Just weeks after being written off as past his best, Lin Dan has bounced back in memorable fashion.
It was the 35-year-old's first title since last May's New Zealand Open, and his first big success since the 2017 Malaysia Open.
"I was very determined, in good form and hungry for victory. I think the bad times are over." - Lin Dan after winning the Malaysia Open
Lin's hopes of a third Olympic gold medal were very much in the balance after a dismal 2018.
But this was a welcome return to form for the left-hander with just two spots per country available for next year's Tokyo 2020 men's singles.
Back on top
Lin's future was in doubt after a first-round exit at last month's All England Open in Birmingham.
That followed a 2018 where 'Super Dan' had been anything but super, crashing out in the first round no fewer than nine times.
The Chinese media openly questioned whether he should retire rather than bid for a record third Olympic title.
But Lin rolled back the years to pull off a sensational victory in Kuala Lumpur.
He could scarcely have asked for a tougher start than Chinese Taipei's world number three Chou Tien-chen, but managed to come through 21-19 in the third.
Lin's next test came against Kanta Tsunemaya, the man who knocked him out of the All England.
The Japanese took the opening game, but Lin roared back to win 16-21, 21-17, 21-10 and reach the semi-finals.
Next up was compatriot Shi Yuqi, one of Lin's main rivals for a spot in Tokyo.
He was taken the distance again, but won through 21-19, 16-21, 21-12 to set up a final with his other great Chinese rival Chen Long.
Chen had also returned to form in Malaysia, defeating Kidambi Srikanth of India and Indonesia's Jonatan Christie - conqueror of both world number one Kento Momota and Viktor Axelsen - to reach the final.
Lin made a slow start as Chen powered through the first game 21-9.
But with the crowd clearly on his side, the veteran clawed his way back into the match with some outstanding defence and net play.
Chen's errors began to mount, and Lin eventually clinched victory 9-21, 21-17, 21-11.
Lin admitted afterwards that he was not sure whether he would be able to reach his previous heights.
He said, "My performance last year was not ideal.

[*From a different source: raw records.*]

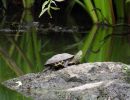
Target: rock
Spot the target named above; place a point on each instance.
(88, 81)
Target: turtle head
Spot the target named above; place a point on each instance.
(78, 56)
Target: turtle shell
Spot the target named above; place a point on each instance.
(59, 57)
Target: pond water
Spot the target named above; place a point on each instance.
(25, 47)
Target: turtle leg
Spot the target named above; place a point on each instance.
(65, 63)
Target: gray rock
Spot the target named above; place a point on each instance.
(88, 81)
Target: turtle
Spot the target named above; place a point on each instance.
(63, 60)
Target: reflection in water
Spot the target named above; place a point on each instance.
(26, 51)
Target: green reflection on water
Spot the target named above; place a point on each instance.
(27, 52)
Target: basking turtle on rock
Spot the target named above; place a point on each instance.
(63, 60)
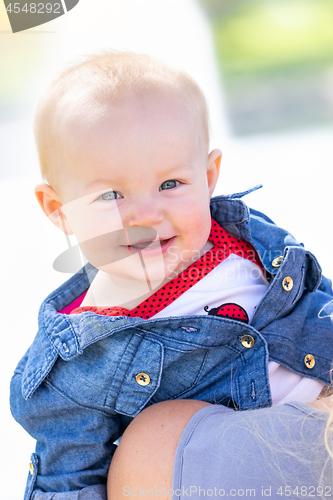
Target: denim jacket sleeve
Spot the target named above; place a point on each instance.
(74, 444)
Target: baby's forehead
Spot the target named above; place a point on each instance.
(91, 114)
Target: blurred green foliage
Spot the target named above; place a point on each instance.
(275, 35)
(276, 61)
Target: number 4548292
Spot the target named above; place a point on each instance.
(32, 8)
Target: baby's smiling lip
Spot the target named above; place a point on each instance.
(149, 244)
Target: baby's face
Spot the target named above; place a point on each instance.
(138, 186)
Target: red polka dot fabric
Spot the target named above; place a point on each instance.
(224, 245)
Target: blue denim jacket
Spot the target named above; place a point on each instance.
(76, 388)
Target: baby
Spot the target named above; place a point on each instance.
(183, 295)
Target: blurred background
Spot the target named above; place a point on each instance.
(266, 68)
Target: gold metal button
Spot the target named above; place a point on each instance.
(247, 341)
(309, 361)
(31, 467)
(142, 379)
(277, 262)
(287, 283)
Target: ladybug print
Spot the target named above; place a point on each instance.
(230, 310)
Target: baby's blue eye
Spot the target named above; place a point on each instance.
(109, 196)
(169, 185)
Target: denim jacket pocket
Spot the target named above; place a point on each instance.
(33, 471)
(137, 377)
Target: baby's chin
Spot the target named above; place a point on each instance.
(131, 275)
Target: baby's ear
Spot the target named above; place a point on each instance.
(213, 169)
(51, 205)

As a result I was under a lot of pressure and I had doubts about myself.
"I have been playing for so many years, now that I’m at the tail end of my career, I hope everyone can understand that it’s normal my form fluctuates.
"I didn't play at an exceptionally high level in this tournament. All I did was stick to my strategy and play to my strengths."
And Lin was delighted to receive his medal and winner's cheque from his old rival Lee Chong Wei.
"It was certainly a special moment to receive the prize from him."
“He’s looking great and healthy. I’m sure we’re going to meet again on court soon."
Lee also shared his light-hearted exchange on the podium with Chen, the man who beat him in the Rio 2016 final.
The Malaysian star is expected to return to action in the next few weeks before setting his sights on Tokyo 2020.
And what chance a repeat of the podium from London 2012?